RALEIGH – My favorite provision of the state-budget proposal from the North Carolina House is to rationalize the treatment of teachers and state employees on the matter of pay increases.

Gov. Mike Easley sought a 7 percent hike in teacher salaries in his quest to push average teacher compensation in North Carolina to the national average. I’m tempted to endorse the national-average standard myself, because North Carolina teacher compensation is already well above it when properly measured. Pushing our pay (down) to the national standard would save North Carolina taxpayers hundreds of millions of dollars a year.

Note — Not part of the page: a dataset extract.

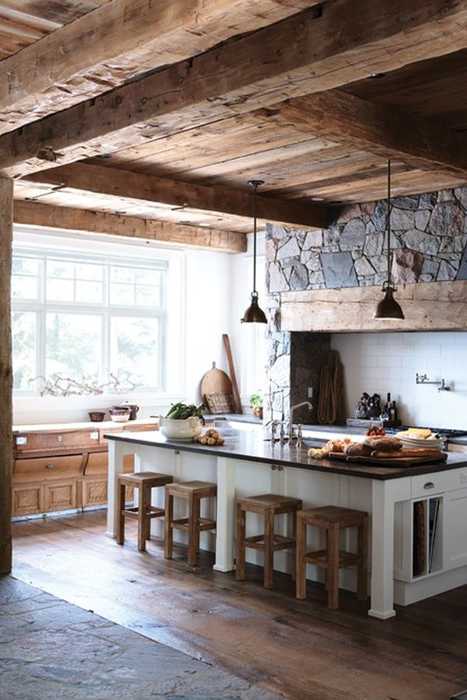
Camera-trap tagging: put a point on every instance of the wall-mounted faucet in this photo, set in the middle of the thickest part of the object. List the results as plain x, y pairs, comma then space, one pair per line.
423, 379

No, not even I’m in favor of that. Still, the notion that state teachers deserve a hefty pay raise and other state employees do not is indefensible. It’s more about the political power of the largest teacher union, the North Carolina Association of Educators, than about real facts and sound priorities. What about state workers who carry out the most basic governmental responsibility, to protect public safety and incapacitate dangerous criminals? What about those who care for wards of the state such as mental patients and abandoned children? What about those who build and maintain public infrastructure?

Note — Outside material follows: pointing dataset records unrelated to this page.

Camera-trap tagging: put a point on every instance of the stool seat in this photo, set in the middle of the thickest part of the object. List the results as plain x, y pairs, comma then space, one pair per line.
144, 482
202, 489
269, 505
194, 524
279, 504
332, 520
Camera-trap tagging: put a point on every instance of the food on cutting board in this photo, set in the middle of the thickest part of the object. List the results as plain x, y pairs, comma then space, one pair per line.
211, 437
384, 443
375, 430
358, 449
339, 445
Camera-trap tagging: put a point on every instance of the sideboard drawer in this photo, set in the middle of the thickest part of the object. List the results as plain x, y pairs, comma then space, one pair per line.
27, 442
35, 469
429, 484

Indeed, what about the state teachers who really are woefully underpaid, to the detriment of educational quality? I’m referring to community college instructors, whose compensation is well below average no matter how you measure it. The state community college system asked for $48 million this year to boost average salaries, which are lower than in the public schools. Easley preferred to devoted $300 million to his teacher-pay hike while giving community college instructors the same 1.5 percent raise offered to other state employees.

I’d like to see significant improvement in the pay and working conditions at community colleges, but I don’t think lawmakers ought to just shovel additional tax dollars into the system. I’ve long thought that the tuition is far too low. At about $1,300, tuition and fees in North Carolina’s public two-year colleges is close to the bottom of the national scale. It covers only a small percentage of the true cost of educating students. One disruptive and wasteful consequence is that a large number of students drop out of classes before the end of a semester – they don’t have a lot of “skin in the game,” once financial aid is factored in – while colleges derive inadequate resources to give students a higher-quality educational experience.

Preserving access to community colleges for low-income North Carolinians ought to be done directly, via means-tested assistance, rather than indirectly by keeping tuition artificially low.

The House budget at least doesn’t let political heft trump sound policymaking. It offers K-12 teachers a 3 percent raise and other educators and state employees a raise of 2.75 percent or $1,100, whichever is higher. Perhaps the Senate will try to preserve Easley’s preference, but I doubt it will survive in its original form by the end of the process.

Hood is president of the John Locke Foundation.